ISLAMABAD - Officials in eastern Afghanistan say security forces have killed more than 135 Islamic State (IS) militants, including top commanders, and wounded many more in days of ground and air raids near the border with Pakistan.
The clashes in Nangarhar province’s Kot district subsided on Sunday, but search and clearing operations are still under way, said regional civilian and security chiefs, confirming at least 12 Afghan security personnel were also killed while another 18 were wounded.
Provincial Governor Salim Kunduzi told reporters in Jalalabad, the regional capital, the clashes in Kot erupted late Thursday when about 600 heavily armed men linked to Daesh (Arabic acronym for IS) staged coordinated attacks on security outposts in the area.
The fighting has forced civilians to flee to safer areas, and more and more families are still moving away from the conflict zone, witnesses reported.
This was the first major battle IS militants inflicted on Afghan security forces beyond neighboring Achin district where loyalists of the Syria-based terror group are believed to have set up their regional base.
The U.S. military spokesman in Kabul, Brigadier General Charles Cleveland, says its counterterrorism mission is helping Afghan partners prevent IS from increasing its influence in the country.
“We don't think that they are trying to expand we think they are trying to survive… So, we believe right now at their peak they were probably in about 8 to 10 districts in the Nangarhar area," he said. "We think they are now probably in about two to three districts [including Kot and Achin]."
The anti-Daesh operations have probably reduced the number of its fighters in Afghanistan to around 1,000 from an estimated 3,000 last year when the group emerged on the local scene, according to Cleveland.
The U.S. military so far has no evidence confirming IS presence in the country beyond Nangarhar and parts the neighboring Kunar province on the Pakistani border, he asserted.
Gen. Cleveland said that while Daesh has been unable to win public support for its terror operations in Afghanistan, deadly clashes with rival Taliban insurgents have also limited the group’s ability to increase its influence in Afghanistan.

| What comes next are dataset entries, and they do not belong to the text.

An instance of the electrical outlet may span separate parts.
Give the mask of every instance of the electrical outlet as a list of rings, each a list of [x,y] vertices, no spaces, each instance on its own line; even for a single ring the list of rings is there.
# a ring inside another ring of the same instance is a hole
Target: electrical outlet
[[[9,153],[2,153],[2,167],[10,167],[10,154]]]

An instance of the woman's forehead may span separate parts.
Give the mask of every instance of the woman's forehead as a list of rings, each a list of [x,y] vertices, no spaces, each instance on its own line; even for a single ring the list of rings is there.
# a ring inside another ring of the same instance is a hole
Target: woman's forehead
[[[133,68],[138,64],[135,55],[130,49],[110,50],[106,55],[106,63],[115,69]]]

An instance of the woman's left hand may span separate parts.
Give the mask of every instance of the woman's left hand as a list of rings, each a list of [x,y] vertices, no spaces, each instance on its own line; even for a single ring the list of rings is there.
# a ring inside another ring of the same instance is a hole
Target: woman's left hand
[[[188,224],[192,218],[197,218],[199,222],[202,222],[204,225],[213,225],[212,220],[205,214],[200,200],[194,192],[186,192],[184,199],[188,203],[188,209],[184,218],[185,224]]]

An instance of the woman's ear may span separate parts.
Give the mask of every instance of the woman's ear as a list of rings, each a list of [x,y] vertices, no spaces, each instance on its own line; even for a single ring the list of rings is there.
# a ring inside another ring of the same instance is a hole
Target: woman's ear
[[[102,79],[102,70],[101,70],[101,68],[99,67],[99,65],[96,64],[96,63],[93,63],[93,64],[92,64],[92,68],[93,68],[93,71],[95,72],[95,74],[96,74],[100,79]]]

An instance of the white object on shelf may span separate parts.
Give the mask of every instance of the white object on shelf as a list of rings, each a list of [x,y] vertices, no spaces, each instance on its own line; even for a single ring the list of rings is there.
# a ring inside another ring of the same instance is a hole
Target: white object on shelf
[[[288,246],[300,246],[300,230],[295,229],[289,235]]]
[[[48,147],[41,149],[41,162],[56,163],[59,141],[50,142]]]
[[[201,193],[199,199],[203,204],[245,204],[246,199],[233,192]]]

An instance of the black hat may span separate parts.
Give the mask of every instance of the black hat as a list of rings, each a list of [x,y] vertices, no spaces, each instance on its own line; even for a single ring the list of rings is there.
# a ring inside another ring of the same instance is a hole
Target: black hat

“The little bit of support that they get from some fighters is typically based on the fact that Daesh is able to pay higher salaries than the Taliban. So, they are paying up to 600 dollars a month per fighter and that appears about to be the only real incentive for any Afghan to be associated with Daesh,” said Cleveland.
Afghan and U.S. commanders believe mostly renegade members of the Afghan Taliban and former militants linked to the extremist Pakistani Taliban operating on the other side of the border have filled the IS ranks.